Leda Mariot providenciou um resumo sobre o destino dos filhos de Giosuè, exceto por Mario:[2, P. 7-10]
- Anna (Annetta, Anita): (1887) nasceu em Laguna, filha ilegítima, e morreu solteira aos 97 anos de idade. Anita adotou a sobrinha Elsa, filha de Luigi, uma vez que a mãe da menina falecera quando ela tinha apenas 40 dias.
- Libera: (12/04/1891) filha de Teresa. Casou com Arcangelo Muttini.
- Teresa: (05/07/1894) primeira filha de Giovanna. Casou com Giovanni De Marchi e viveram em Novo Horizonte, Lauro Müller.
- Mario: (30/09/1895) não consegui descobrir nada sobre Mario além da data de nascimento.
- Luigi: (16/04/1897) da mesma forma que o pai, ficou viúvo e casou duas vezes: a primeira com Rosa De Marchi e a segunda com Maria Mazzucco. A filha Elsa permaneceu com a tia, Anita, e os demais filhos foram com ele e a esposa para Curitibanos.
- Mansueto: (08/02/1900) casou com Emma Costa e ficou na casa do pai, mesmo depois de sua morte. Faleceu com 85 anos. Pai de Zelma Mariot.
- Pietro: (16/02/1902) casou com Dusolina de Brida, com quem viveu em Lauro Müller (os de Brida viviam no Doze). Mudaram-se para Dois Vizinhos, no Paraná. Viveu até os 98 anos. (Meu bisavô. Nunca o conheci, embora ele tenha morrido quando eu tinha 14 anos.)
- Rosa: (27/03/1905) casou com Davide Cittadin. Permaneceu em Rio Salto.
- Valentina: (27/05/1907) casou com Benevenuto Furtunatto Bez Batti. Morreu jovem, de tétano.
- Giuseppina: (1909) Não quis casar. Permaneceu em Urussanga.
- Antonia: (1911) casou com Guerino Possamai. Sofreu de diabetes e teve que amputar as duas pernas. É dito que o problema nunca a desmotivou e sempre teve muito ânimo.
E dois outros filhos são misteriosos:
- Maria / Marietta: talvez Marietta fosse apelido de Maria. Teria falecido relativamente jovem e nunca casado.
- Martin / Martino: teria morrido com 4 anos depois de contrair sarampo. Martino foi também confirmado pela neta de Giosuè, Zelma, mas nenhum registro civil ou paroquial foi encontrado até o momento.
Teoria
Giosuè era alfabetizado?
Sim. Giosuè sabia ler e escrever. E seus irmãos também.

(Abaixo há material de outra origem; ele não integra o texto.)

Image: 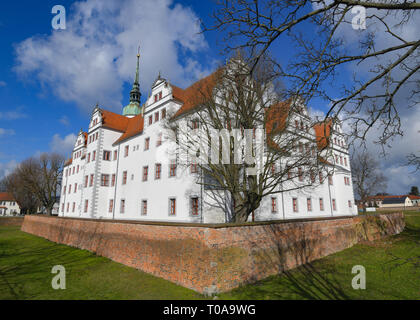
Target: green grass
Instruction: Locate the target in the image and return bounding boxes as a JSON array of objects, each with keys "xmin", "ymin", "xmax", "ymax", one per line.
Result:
[
  {"xmin": 0, "ymin": 211, "xmax": 420, "ymax": 299},
  {"xmin": 0, "ymin": 226, "xmax": 204, "ymax": 299},
  {"xmin": 220, "ymin": 211, "xmax": 420, "ymax": 300}
]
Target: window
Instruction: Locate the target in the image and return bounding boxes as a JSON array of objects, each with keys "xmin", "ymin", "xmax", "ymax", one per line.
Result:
[
  {"xmin": 169, "ymin": 198, "xmax": 176, "ymax": 216},
  {"xmin": 190, "ymin": 162, "xmax": 198, "ymax": 173},
  {"xmin": 101, "ymin": 174, "xmax": 109, "ymax": 187},
  {"xmin": 293, "ymin": 198, "xmax": 298, "ymax": 212},
  {"xmin": 344, "ymin": 177, "xmax": 350, "ymax": 186},
  {"xmin": 311, "ymin": 172, "xmax": 315, "ymax": 183},
  {"xmin": 143, "ymin": 166, "xmax": 149, "ymax": 181},
  {"xmin": 156, "ymin": 133, "xmax": 162, "ymax": 147},
  {"xmin": 120, "ymin": 199, "xmax": 125, "ymax": 213},
  {"xmin": 155, "ymin": 163, "xmax": 162, "ymax": 179},
  {"xmin": 191, "ymin": 119, "xmax": 199, "ymax": 129},
  {"xmin": 191, "ymin": 197, "xmax": 198, "ymax": 216},
  {"xmin": 141, "ymin": 200, "xmax": 147, "ymax": 216},
  {"xmin": 169, "ymin": 162, "xmax": 176, "ymax": 177},
  {"xmin": 306, "ymin": 198, "xmax": 312, "ymax": 211},
  {"xmin": 271, "ymin": 197, "xmax": 277, "ymax": 213}
]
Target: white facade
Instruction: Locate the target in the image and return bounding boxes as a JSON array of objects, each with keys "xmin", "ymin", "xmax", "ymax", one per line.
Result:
[{"xmin": 59, "ymin": 66, "xmax": 357, "ymax": 223}]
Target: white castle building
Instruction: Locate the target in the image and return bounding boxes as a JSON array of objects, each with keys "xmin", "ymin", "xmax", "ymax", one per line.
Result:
[{"xmin": 59, "ymin": 55, "xmax": 357, "ymax": 223}]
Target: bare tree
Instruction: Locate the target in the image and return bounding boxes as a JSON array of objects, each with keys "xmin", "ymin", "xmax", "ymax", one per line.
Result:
[
  {"xmin": 166, "ymin": 53, "xmax": 331, "ymax": 222},
  {"xmin": 351, "ymin": 152, "xmax": 387, "ymax": 210},
  {"xmin": 2, "ymin": 169, "xmax": 40, "ymax": 214},
  {"xmin": 204, "ymin": 0, "xmax": 420, "ymax": 150},
  {"xmin": 9, "ymin": 153, "xmax": 64, "ymax": 215}
]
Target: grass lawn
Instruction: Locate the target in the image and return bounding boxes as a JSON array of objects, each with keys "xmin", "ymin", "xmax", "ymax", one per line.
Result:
[
  {"xmin": 0, "ymin": 211, "xmax": 420, "ymax": 299},
  {"xmin": 0, "ymin": 226, "xmax": 204, "ymax": 300},
  {"xmin": 220, "ymin": 211, "xmax": 420, "ymax": 300}
]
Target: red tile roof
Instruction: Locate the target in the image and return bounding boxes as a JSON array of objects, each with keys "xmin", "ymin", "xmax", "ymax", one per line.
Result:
[
  {"xmin": 171, "ymin": 68, "xmax": 223, "ymax": 118},
  {"xmin": 113, "ymin": 114, "xmax": 144, "ymax": 145},
  {"xmin": 0, "ymin": 192, "xmax": 16, "ymax": 201},
  {"xmin": 100, "ymin": 109, "xmax": 130, "ymax": 132},
  {"xmin": 314, "ymin": 119, "xmax": 332, "ymax": 150}
]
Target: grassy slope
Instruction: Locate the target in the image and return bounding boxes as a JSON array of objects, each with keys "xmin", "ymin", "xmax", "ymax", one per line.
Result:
[
  {"xmin": 0, "ymin": 227, "xmax": 203, "ymax": 299},
  {"xmin": 220, "ymin": 212, "xmax": 420, "ymax": 299},
  {"xmin": 0, "ymin": 212, "xmax": 420, "ymax": 299}
]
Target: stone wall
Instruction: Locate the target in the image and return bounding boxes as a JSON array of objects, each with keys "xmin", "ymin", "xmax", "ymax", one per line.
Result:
[
  {"xmin": 22, "ymin": 213, "xmax": 405, "ymax": 293},
  {"xmin": 0, "ymin": 217, "xmax": 23, "ymax": 227}
]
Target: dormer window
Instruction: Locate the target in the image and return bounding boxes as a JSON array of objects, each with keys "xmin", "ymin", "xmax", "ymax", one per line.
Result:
[{"xmin": 155, "ymin": 91, "xmax": 162, "ymax": 102}]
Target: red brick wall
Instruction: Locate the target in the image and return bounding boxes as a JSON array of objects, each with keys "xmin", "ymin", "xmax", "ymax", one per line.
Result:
[
  {"xmin": 0, "ymin": 217, "xmax": 23, "ymax": 227},
  {"xmin": 22, "ymin": 213, "xmax": 404, "ymax": 292}
]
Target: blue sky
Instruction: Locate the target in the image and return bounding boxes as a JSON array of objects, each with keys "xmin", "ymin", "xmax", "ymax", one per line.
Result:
[{"xmin": 0, "ymin": 0, "xmax": 419, "ymax": 193}]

Quinto Baldessar relata que Pietro e sua esposa Lucia eram ambos alfabetizados, assim como Matteo e Anna.[20, P. 124] Muitas assinaturas de imigrantes no registro civil da época são nítidamente de pessoas desacostumadas a escrever e é natural presumirmos que muitos destes imigrantes eram analfabetos ou semi-analfabetos. E embora muitos fossem de fato analfabetos, dependendo do lugar de origem na Itália, o governo italiano financiava pelo menos 2 anos de escolaridade e muitos homens recebiam educação básica no exército.[21] A caligrafia feiosa de Giosuè se dá porque ele provavelmente era destro e passou a assinar com a mão esquerda. A teoria é que ele tenha perdido a mão hábil porque teria sido a mão usada para segurar um explosivo (ou defender-se de uma explosão, por reflexo). Ele usou a mão esquerda boa parte da vida adulta, mas caligrafia evidentemente não era uma prioridade.